WWF Scotland director Lang Banks said Scotland needs to rely more on electricity and renewables rather than coal and gas. “Plans to ‘burn’ coal under the Firth of Forth will not deliver that aim and should therefore be a complete non-starter,” he said. “In a worst-case scenario, proposals such as this one could even extend our use of fossil fuels, locking us into a high carbon world. Just over a week ago, scientists from the United Nations issued their latest predictions of the growing threat from global climate change and the need to be rapidly phasing out our use of fossil fuels. Since the developers themselves have admitted that carbon dioxide will be emitted by their plans, from a climate change perspective this scheme is nothing short of irresponsible.”

There is no peoples’ mandate for the fossil fuel industry to unleash and bring on runaway global warming that will bring humankind to its knees, sink whole island countries, and may eventually cause the death of half or more of the species on the planet and billions of human souls. Politicians  have ignored the damage to sustainable world resources, and have invited chaos. Instead of being acquiescent, we should all be angry.  Our children and their children's future depends on it.

Sunday, December 09, 2012

Fracking Gas

More than 20,000 square kilometres (7800 square miles), A quarter of Scotland, covering the entire central belt and a part of the southwest, have been earmarked by the UK Government for possible exploitation by controversial technologies such as fracking to extract gas from wells dug deep into the ground. Scotland is rich in coalbed methane gas because of its coal reserves. Plans are afoot to drill 22 wells to tap the methane gas in coal seams near Falkirk and Stirling. Some 16 exploratory wells have been dug.
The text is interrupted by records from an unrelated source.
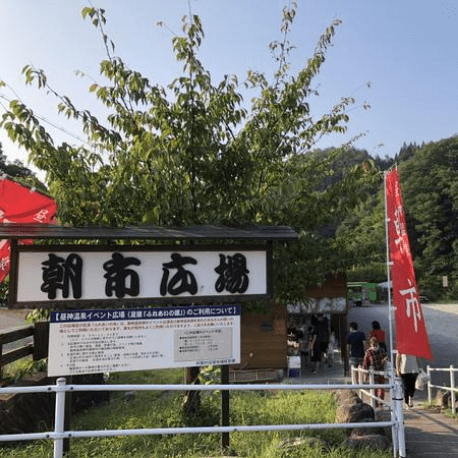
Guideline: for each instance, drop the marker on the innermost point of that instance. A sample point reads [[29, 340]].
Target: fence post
[[59, 419], [353, 375], [1, 366], [428, 370], [372, 381], [360, 381], [452, 386]]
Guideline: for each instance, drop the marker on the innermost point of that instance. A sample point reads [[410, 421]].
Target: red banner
[[411, 335], [19, 204]]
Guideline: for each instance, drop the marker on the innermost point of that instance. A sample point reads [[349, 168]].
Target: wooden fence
[[37, 346]]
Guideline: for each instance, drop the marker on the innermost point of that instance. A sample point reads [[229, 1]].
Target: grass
[[150, 409]]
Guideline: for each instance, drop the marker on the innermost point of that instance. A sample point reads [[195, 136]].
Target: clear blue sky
[[407, 49]]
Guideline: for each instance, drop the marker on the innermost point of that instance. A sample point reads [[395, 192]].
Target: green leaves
[[195, 152]]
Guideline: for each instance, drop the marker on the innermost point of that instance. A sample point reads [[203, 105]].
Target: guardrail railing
[[61, 388]]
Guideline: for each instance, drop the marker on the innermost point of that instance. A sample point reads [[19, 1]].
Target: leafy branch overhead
[[194, 152]]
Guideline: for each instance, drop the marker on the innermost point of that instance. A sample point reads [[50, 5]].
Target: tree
[[430, 192], [191, 153]]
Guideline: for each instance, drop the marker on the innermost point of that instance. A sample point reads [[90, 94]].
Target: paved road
[[441, 324]]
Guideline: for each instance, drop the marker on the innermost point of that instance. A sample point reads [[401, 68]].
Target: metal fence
[[59, 434]]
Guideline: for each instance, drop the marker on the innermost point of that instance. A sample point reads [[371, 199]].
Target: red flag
[[411, 335], [19, 204]]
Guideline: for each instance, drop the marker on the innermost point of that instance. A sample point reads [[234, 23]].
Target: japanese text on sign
[[96, 341], [99, 275]]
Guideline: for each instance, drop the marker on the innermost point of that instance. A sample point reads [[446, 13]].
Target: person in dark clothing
[[356, 341], [320, 340], [376, 358]]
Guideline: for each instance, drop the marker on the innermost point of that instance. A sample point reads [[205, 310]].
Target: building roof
[[46, 231]]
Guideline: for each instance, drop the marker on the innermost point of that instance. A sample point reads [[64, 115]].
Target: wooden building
[[264, 336]]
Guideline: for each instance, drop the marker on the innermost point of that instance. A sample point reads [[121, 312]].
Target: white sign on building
[[121, 340], [46, 275]]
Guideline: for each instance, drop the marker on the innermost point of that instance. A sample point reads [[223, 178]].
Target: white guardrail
[[59, 434], [450, 388]]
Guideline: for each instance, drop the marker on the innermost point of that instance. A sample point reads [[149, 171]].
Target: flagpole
[[388, 275], [397, 414]]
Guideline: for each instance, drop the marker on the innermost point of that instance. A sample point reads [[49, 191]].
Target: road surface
[[441, 324]]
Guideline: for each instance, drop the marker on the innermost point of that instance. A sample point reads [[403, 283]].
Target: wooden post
[[68, 416], [225, 420], [192, 397]]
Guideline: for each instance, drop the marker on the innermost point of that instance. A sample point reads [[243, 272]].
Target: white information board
[[121, 340]]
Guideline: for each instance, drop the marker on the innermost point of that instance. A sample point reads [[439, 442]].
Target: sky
[[407, 50]]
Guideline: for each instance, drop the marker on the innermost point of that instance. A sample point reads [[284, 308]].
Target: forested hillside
[[429, 185]]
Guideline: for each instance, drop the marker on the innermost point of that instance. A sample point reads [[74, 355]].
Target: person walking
[[320, 340], [378, 332], [356, 342], [375, 358], [408, 368]]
One recent study published in an international scientific journal found that 632 chemicals were used to extract underground gas in the US. Of the 353 on which there was detailed information, more than three-quarters were potentially hazardous to health, with over one-third being gender-benders (chemicals that can disrupt sexuality) and one-quarter capable of causing cancer. "These results indicate many chemicals used during the fracturing and drilling stages may have long-term health effects that are not immediately expressed," concluded the researchers from The Endocrine Disruption Exchange in Paonia, Colorado.

 Scottish Environment Protection Agency (Sepa) warns that fracking for gas is "very likely" to bring radioactive wastes to the surface in fluids. The radioactivity is naturally present in the ground, but is released by the process. Sepa also points out that, in addition to the climate pollution caused by burning the gas, there could be accidental emissions. Releasing methane, a much more potent greenhouse gas than carbon, would help accelerate global warming, it says. Mary Church, a spokesperson for Friends of the Earth said  "Communities around the world are seeing the devastating impacts of coalbed methane and shale gas expansion. We need to learn from these experiences and ensure the same doesn't happen here."


The UK Government suspended fracking after it was blamed for causing small earthquakes near Blackpool last year, though it is now expected to give it the go-ahead.

1: Fracking, hydraulic or ballistic: This frees the gas by deliberately fracturing the rock by drilling down and then pumping in high-pressure liquids, or even detonating explosive charges. Fracking can be used to extract the gas from shale, a type of rock, or to free "tight gas" held in deeper, denser rock formations. It can also be used to help mine the methane that inhabits coal seams.

2: Tapping "coalbed methane": This involves drilling into and along the seams, and then pumping out and disposing of large quantities of water, a process known as dewatering. The removal of water may be enough to stimulate the flow of gas, though sometimes fracking may also be necessary.